Terrapin Playground is located in the Park Slope neighborhood of Brooklyn. The neighborhood derives its name from its proximity to Prospect Park and the gradual topographical incline from the Gowanus Canal to the park. First inhabited by the Canarsie Indians, the area now known as Park Slope was colonized by Dutch farmers in the 1660s. During the Revolutionary War (1775-1783) the area became the site of a brief, explosive moment, in what is known as the Battle of Brooklyn, or the Battle of Long Island. On August 27, 1776, an outnumbered American regiment faced approximately 4,000 British soldiers at Battle Pass, a point now contained within Prospect Park.

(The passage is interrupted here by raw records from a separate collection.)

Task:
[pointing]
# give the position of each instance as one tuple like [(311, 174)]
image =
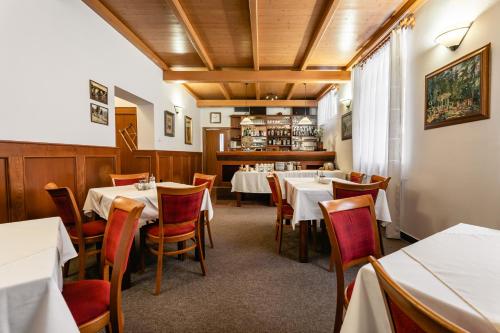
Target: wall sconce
[(347, 103), (453, 38), (177, 109)]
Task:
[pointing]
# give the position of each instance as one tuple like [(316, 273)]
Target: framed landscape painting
[(459, 92), (169, 123)]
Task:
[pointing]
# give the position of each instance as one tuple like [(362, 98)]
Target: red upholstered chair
[(130, 179), (179, 213), (209, 180), (82, 234), (283, 210), (356, 177), (379, 179), (96, 304), (353, 234), (406, 313)]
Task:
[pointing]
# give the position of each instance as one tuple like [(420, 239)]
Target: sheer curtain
[(370, 115), (327, 115)]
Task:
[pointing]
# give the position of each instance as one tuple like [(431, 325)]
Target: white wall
[(451, 174), (50, 51)]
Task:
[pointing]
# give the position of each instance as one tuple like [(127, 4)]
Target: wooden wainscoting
[(175, 166), (25, 168)]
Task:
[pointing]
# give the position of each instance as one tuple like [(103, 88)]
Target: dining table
[(455, 272), (32, 254), (304, 194)]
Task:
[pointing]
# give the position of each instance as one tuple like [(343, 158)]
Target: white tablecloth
[(32, 254), (303, 194), (455, 272), (256, 182), (99, 200)]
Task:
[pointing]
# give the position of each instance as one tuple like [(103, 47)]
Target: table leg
[(238, 199), (202, 237), (303, 255)]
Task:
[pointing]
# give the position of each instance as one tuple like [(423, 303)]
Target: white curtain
[(399, 52), (327, 118), (370, 115)]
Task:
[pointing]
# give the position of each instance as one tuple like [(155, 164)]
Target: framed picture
[(347, 126), (188, 130), (98, 114), (459, 92), (169, 123), (98, 92), (215, 118)]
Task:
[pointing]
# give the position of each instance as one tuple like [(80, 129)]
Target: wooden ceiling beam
[(384, 29), (318, 34), (108, 16), (207, 103), (256, 76), (195, 39)]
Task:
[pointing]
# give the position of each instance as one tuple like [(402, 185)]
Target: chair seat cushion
[(90, 229), (286, 210), (87, 299), (170, 230)]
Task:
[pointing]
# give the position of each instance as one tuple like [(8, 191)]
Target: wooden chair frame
[(142, 175), (79, 240), (357, 174), (157, 244), (279, 211), (113, 319), (379, 179), (331, 206), (424, 317), (211, 179)]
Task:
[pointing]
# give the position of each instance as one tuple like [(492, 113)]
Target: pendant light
[(305, 120), (246, 121)]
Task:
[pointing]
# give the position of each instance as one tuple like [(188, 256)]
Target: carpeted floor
[(248, 287)]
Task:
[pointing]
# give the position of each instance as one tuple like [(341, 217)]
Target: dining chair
[(200, 179), (96, 304), (284, 212), (405, 312), (353, 234), (130, 179), (356, 177), (179, 213), (379, 179), (83, 235)]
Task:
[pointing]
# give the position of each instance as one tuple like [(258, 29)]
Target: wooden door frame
[(205, 128)]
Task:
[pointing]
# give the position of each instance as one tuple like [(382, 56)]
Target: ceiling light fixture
[(305, 120), (453, 37)]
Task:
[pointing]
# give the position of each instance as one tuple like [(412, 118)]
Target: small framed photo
[(98, 114), (347, 126), (215, 118), (98, 92), (169, 123), (188, 130)]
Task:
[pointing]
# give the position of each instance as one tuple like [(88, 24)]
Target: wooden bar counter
[(228, 162)]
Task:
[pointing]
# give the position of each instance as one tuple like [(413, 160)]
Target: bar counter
[(228, 162)]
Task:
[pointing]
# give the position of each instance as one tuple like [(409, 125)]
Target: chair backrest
[(356, 177), (379, 179), (130, 179), (200, 179), (406, 313), (123, 221), (66, 206), (342, 190), (352, 230), (274, 184), (179, 205)]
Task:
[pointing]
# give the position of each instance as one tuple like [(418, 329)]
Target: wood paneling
[(25, 168), (4, 193)]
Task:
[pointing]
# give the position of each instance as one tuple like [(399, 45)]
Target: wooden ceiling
[(273, 45)]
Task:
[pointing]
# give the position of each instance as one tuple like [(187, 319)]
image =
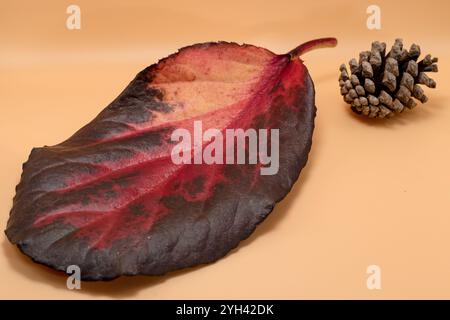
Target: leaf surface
[(111, 200)]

In the 1870s, horse-drawn rail carts leading to the park lured well to do New Yorkers to its urbanized, but peaceful streets. Railroad businessman and lawyer Edwin Clarke Litchfield (1815-1885), whose villa off Prospect Park West now serves as the headquarters of Parks in Brooklyn, had purchased huge tracts of farmland in the 1850s and began selling them to home developers after the Civil War. Prospect Park, designed by Frederick Law Olmsted and Calvert Vaux in 1865, developed into an oasis at the end of the 19th century as people scrambled to build mansions along Prospect Park West, which was known as the “gold coast.” In South Slope, by the Gowanus Canal, a growing Italian and Irish population worked along the waterfront and lived in more modest row houses. Today, Park Slope is famous for its tranquil, tree-lined streets and remarkably intact row houses, stately brownstones, and Queen Anne, Renaissance Revival, and Romanesque mansions. A revitalization movement began in the 1960s and 1970s, and residents today make beautifying and enriching their community a top priority. With a strong artist community and a lively history, Park Slope is one of the most culturally rich neighborhoods in the city, host to numerous parades, fairs, and outdoor markets.
The land for Terrapin Playground was acquired by the City in 1948 by private purchase and condemnation, and the playground opened in 1951 as J.H.S. 51 Playground because of the adjacent school (now called William Alexander M.S. 51). The playground is jointly operated by Parks and the Board of Education. It contains basketball and handball courts, a baseball field, drinking fountains, and benches. In 1997, the park was renamed by Commissioner Stern to honor one of the area’s most venerable inhabitants.